C'est pourquoi la proposition de loi adoptée à l'unanimité par le Sénat le 16 décembre dernier présente un grand intérêt en ce qu'elle permet de mettre hors d'état de nuire les organisations sectaires en fonction de leur caractère criminogène attesté par des décisions de justice devenues définitives et du trouble à l'ordre public ou du péril majeur pour la personne humaine qu'elles constituent. La dissolution est alors la sanction logique dans le cadre de la loi du 10 janvier 1936.
Les dispositions retenues permettent, de plus, de sanctionner l'exercice illégal de la médecine et de la pharmacie par des personnes morales, ce qui est fréquemment le cas des organisations à caractère sectaire.

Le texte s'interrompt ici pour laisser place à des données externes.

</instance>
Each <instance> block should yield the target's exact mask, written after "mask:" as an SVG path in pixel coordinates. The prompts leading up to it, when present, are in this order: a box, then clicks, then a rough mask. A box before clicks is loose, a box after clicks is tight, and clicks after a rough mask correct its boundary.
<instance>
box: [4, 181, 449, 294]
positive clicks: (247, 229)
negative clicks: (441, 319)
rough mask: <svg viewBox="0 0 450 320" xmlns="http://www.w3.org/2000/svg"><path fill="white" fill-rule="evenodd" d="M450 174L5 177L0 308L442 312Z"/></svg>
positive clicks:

Ces pratiques représentent un danger majeur pour les adeptes et particulièrement pour les enfants que des parents exposent aux méthodes condamnables des gourous, au péril de leur santé et parfois de leur vie.
En outre, il est apparu opportun d'ajouter aux dispositions relatives à la dissolution, la possibilité pour les pouvoirs publics de prendre en compte la dimension internationale des agissements des organisations à caractère sectaire et donc des décisions de justice rendues dans d'autres pays de l'Union européenne pour les mêmes motifs que ceux visés dans la proposition.
Sous le bénéfice de ces observations, nous vous demandons, mesdames et messieurs, d'adopter la proposition de loi suivante.

PROPOSITION DE LOI
Article 1er

Il est inséré, avant le dernier alinéa de l'article 1er de la loi du 10 janvier 1936 sur les groupes de combat et milices privées, trois alinéas ainsi rédigés :
« 8° Ou qui, condamnés définitivement à plusieurs reprises en application des articles 221-7, 222-21, 223-2, 223-9, 225-12, 225-16, 226-7, 226-12, 227-14, 227-17-2, 227-28-1, 311-16, 312-15, 313-9 et 314-12 du code pénal, L. 376 et L. 517 du code de la santé publique, constitueraient un trouble à l'ordre public ou un péril majeur pour la personne humaine;
« 9° Ou dont les dirigeants ou responsables de fait ont été condamnés définitivement à plusieurs reprises en application des articles 221-1 à 221-6, 222-1 à 222-20, 222-22 à 222-32, 223-1, 223-3 à 223-8, 223-13 à 223-15, 224-1 à 224-5, 225-5 à 225-11, 225-13 à 225-15, 226-1 à 226-6, 226-10, 226-11, 227-1 à 227-13, 227-15 à 227-28, 311-1, 311-3, 311-4, 312-1 à 312-12, 313-1 à 313-4, 314-1 et 314-2 du code pénal ou des articles L. 376 et L. 517 du code de la santé publique, ou pour fraude fiscale, et qui constitueraient un trouble à l'ordre public ou un péril majeur pour la personne humaine.
« Peuvent être prises en considération pour l'application des 8° et 9° ci-dessus, les condamnations définitives prononcées dans les autres Etats membres de l'Union européenne pour des infractions semblables. »

Article 2

I. - L'article L. 376 du code de la santé publique est complété par quatre alinéas ainsi rédigés :
« Les personnes morales peuvent être déclarées responsables pénalement, dans les conditions prévues par l'article 121-2 du code pénal, de l'infraction définie à l'alinéa précédent.
« Les peines encourues par les personnes morales sont :
« 1° L'amende, suivant les modalités prévues par l'article 131-38 du code pénal;
« 2° Les peines prévues par l'article 131-39 du code pénal. »
II. - L'article L. 517 du code de la santé publique est complété par quatre alinéas ainsi rédigés :
« Les personnes morales peuvent être déclarées responsables pénalement, dans les conditions prévues par l'article 121-2 du code pénal, de l'infraction définie à l'alinéa précédent.
« Les peines encourues par les personnes morales sont :
« 1° L'amende, suivant les modalités prévues par l'article 131-38 du code pénal;
« 2° Les peines prévues par l'article 131-39 du code pénal. »

Article 3

Dans le deuxième alinéa de l'article 8 de la loi du 1er juillet 1901 relative au contrat d'association, les mots «d'une amende de 30 000 F et d'un emprisonnement d'un an» sont remplacés par les mots : «de trois ans d'emprisonnement et de 300 000 F d'amende.